Nineteen months after the Office of Computing and Information Technology was renamed the Office of Information Technology, and eight months after the complete restructuring of campus information technology services, administrators said they are pleased with the results of these changes.
The Office of Computing and Information Technology was formed in 1986 under the leadership of Chief Information Officer Ira Fuchs as an attempt to unify technological services on campus.
In September 2001, with new CIO Betty Leydon in charge, CIT was reborn as the Office of Information Technology, and in July 2002 OIT was significantly restructured to provide better services to the University.
"The focus during CIT was to provide great technology to campus. The focus was building [the campus] network," said Steven Sather, Director of OIT Support Services.

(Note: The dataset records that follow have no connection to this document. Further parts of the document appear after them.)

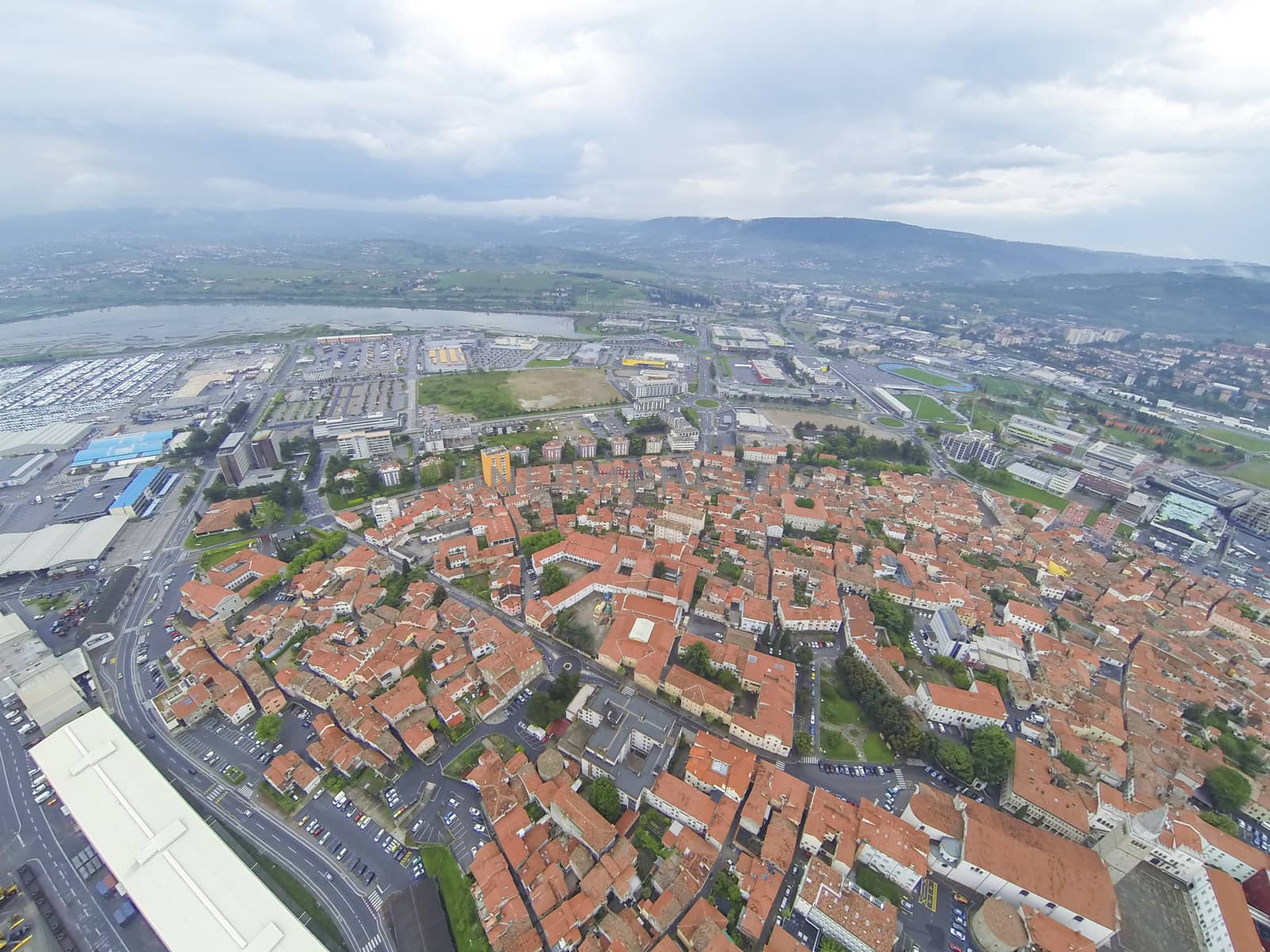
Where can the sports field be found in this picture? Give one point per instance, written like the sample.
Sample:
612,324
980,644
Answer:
929,378
926,409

"Now that network is in place, so the focus [of OIT] is providing the best possible services using that network," he said.
According to Serge Goldstein, OIT Director of Academic Services, the restructuring lets OIT be more receptive to campus needs. For example, one of the committees formed comprises several information technology experts and several faculty members to provide more effective computing resources for research.
The transition from CIT to OIT did not involve any layoffs, but many of the department's staff of 300 were shuffled from one team to another as the reporting structure was streamlined.
Several groups, which had independently been performing similar functions, were unified under OIT. "There has been a consolidation of information technology groups into OIT," Goldstein said. OIT is "a larger and more cohesive body than CIT was," he added.
According to Leydon, Goldstein and Sather, this past weekend's laptop trade-in offer was a perfect example of what the new OIT can accomplish.
In two days, OIT staff helped 150 students transfer all of their data from old, defective computers to new, more powerful units.